Страница 49 из 61
Безрукий и Безголовый — одновременно — поняли вдруг, что, оказывается, у всех золотых — совершенно разные лица, ну просто абсолютно непохожие. А Безголовый к тому же заметил, что у Мальвининой грустные глаза, оказывается, они не просто красивые и не просто огромные — грустные. «Как же я этого раньше не замечал», — подумал Безголовый и вздохнул.
Кукушка продолжала свое «ку-ку».
Строй, разумеется, расстроился, превратившись в толпу, а затем и толпа разделилась на отдельных граждан. Граждане Великой Страны бродили по площади, бормоча под нос какие-то вопросы, восклицания, а затем уходили с площади по одиночке.

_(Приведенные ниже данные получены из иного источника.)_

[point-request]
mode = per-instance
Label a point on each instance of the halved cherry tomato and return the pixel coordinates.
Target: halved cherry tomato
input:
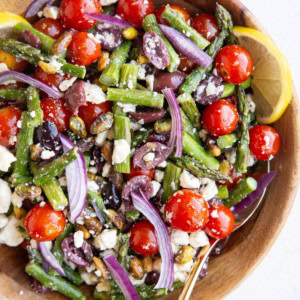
(83, 50)
(179, 10)
(186, 65)
(134, 11)
(72, 13)
(43, 223)
(53, 80)
(187, 210)
(9, 116)
(234, 64)
(136, 171)
(206, 25)
(50, 27)
(143, 239)
(57, 112)
(264, 142)
(220, 223)
(220, 118)
(91, 111)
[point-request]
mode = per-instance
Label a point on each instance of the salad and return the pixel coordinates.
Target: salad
(129, 139)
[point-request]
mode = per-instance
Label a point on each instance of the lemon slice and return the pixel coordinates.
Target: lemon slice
(272, 81)
(7, 23)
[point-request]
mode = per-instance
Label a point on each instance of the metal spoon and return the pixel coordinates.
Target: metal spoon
(206, 251)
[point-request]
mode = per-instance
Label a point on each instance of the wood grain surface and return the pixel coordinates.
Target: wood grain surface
(248, 246)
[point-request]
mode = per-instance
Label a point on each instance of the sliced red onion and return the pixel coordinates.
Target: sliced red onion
(49, 258)
(34, 8)
(176, 131)
(76, 181)
(185, 46)
(142, 204)
(262, 184)
(13, 75)
(121, 278)
(109, 19)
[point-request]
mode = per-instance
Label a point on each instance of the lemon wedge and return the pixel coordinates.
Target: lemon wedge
(272, 81)
(7, 23)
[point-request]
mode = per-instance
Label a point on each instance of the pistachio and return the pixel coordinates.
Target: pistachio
(78, 127)
(136, 268)
(185, 255)
(102, 123)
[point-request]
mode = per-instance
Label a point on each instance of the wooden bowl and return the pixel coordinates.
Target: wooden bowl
(249, 245)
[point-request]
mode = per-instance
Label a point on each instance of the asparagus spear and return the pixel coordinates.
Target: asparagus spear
(111, 74)
(243, 150)
(150, 23)
(138, 97)
(34, 56)
(180, 25)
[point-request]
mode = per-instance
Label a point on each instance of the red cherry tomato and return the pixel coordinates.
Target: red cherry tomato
(9, 116)
(180, 11)
(143, 239)
(187, 210)
(136, 171)
(134, 11)
(186, 65)
(206, 25)
(72, 13)
(234, 64)
(57, 112)
(50, 27)
(220, 223)
(90, 112)
(53, 80)
(43, 223)
(264, 142)
(83, 50)
(220, 118)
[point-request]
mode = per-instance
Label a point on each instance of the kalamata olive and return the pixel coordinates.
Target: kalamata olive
(152, 278)
(111, 197)
(48, 136)
(168, 80)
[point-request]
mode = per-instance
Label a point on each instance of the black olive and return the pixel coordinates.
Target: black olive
(152, 278)
(111, 196)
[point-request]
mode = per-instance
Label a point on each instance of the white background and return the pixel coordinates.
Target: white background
(278, 276)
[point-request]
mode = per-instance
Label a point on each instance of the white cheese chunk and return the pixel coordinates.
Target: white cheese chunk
(6, 158)
(121, 151)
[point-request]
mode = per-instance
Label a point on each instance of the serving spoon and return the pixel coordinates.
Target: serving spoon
(207, 250)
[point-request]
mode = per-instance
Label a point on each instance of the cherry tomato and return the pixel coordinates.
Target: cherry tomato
(83, 50)
(57, 112)
(234, 64)
(53, 80)
(43, 223)
(9, 116)
(50, 27)
(187, 210)
(143, 239)
(220, 223)
(264, 142)
(134, 11)
(90, 112)
(220, 118)
(179, 10)
(72, 13)
(136, 171)
(186, 65)
(206, 25)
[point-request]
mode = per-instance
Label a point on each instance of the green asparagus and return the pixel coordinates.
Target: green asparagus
(111, 74)
(179, 24)
(138, 97)
(150, 23)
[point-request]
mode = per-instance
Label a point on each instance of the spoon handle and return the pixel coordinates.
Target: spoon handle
(198, 266)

Петрушин пришел в себя, открыл глаза, увидел эту жутковатую картину.
— Эй, — прошептал он. — Куда же вы все?
Но на него уже никто не обращал внимания.
Тогда он закричал:
— Вы что, с ума все посходили? Куда вы уходите? Не оставляйте меня одного!
Матрешина бросилась к нему, обняла, начала шептать в ухо:
— Ты что говоришь, дурачок? Произошло чудо! Теперь ты будешь жить! Ты свободен! — она стала развязывать Петрушина.
— Да, я все понимаю, — сказал Петрушин. — Это — антитолпин действует. Я так и думал, но куда же они все уходят? Мне страшно!
Страшно было и Воробьеву. Может быть, впервые в жизни ему было по-настоящему страшно. Он не понимал, что происходит, — ведь переворота не произошло, и власть у него никто не отнимал. Однако Воробьев точно знал: руководить он сейчас не может, никто ему не подчинится. Воробьев чувствовал, как в глазах его застывают слезы.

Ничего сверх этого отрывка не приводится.